Data collected by Hamptons International explains that this is the highest number of properties let by company landlords recorded since the firm’s records began eight years ago.
The estate agent estimates that collectively company landlords own 641,480 homes in Great Britain, 42 per cent higher than the figure in 2015.
Regionally, landlords in London were most likely to own a buy-to-let property using a company structure, at 13 per cent. This was followed by Scotland, the south excluding London, and the midlands all at 12 per cent.
Furthermore, the data shows that the average cost of a new let in Great Britain rose to £986 per month in June, a 3.1 per cent rise year-on-year.

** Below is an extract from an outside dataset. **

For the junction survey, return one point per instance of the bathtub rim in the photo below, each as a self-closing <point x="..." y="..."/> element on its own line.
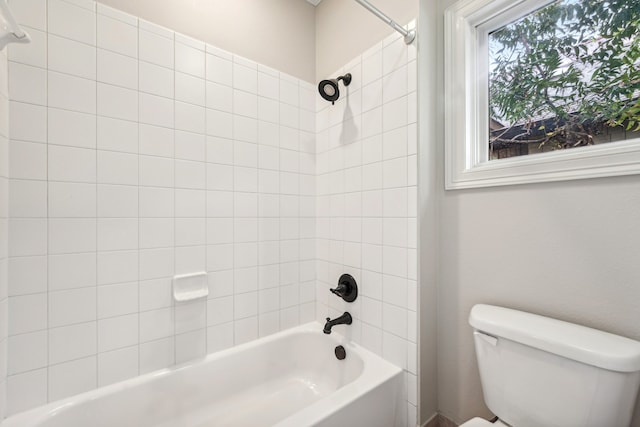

Excluding London, the average cost of a new let in Great Britain in June was £787.
Average rents rose in six of eight analysed regions; the South East saw a 4.5 per cent rise in the year to June 2019. This was followed by Greater London at 4.3 per cent.
In contrast, Wales saw a 0.4 per cent decline, and the north of England recorded a fall of 0.2 per cent in the same time frame.
Hamptons International head of research Aneisha Beveridge says: “More than one in ten rental properties are now owned by private companies, an indication that the sector continues to professionalise.
“Increasing taxation for private landlords combined with the growth of the build to rent sector has meant that more companies are letting homes than at any time since our records began.
“Strong rents in the south drove rental growth in Great Britain in June. Low stock levels, particularly in the south, continue to put pressure on rents.”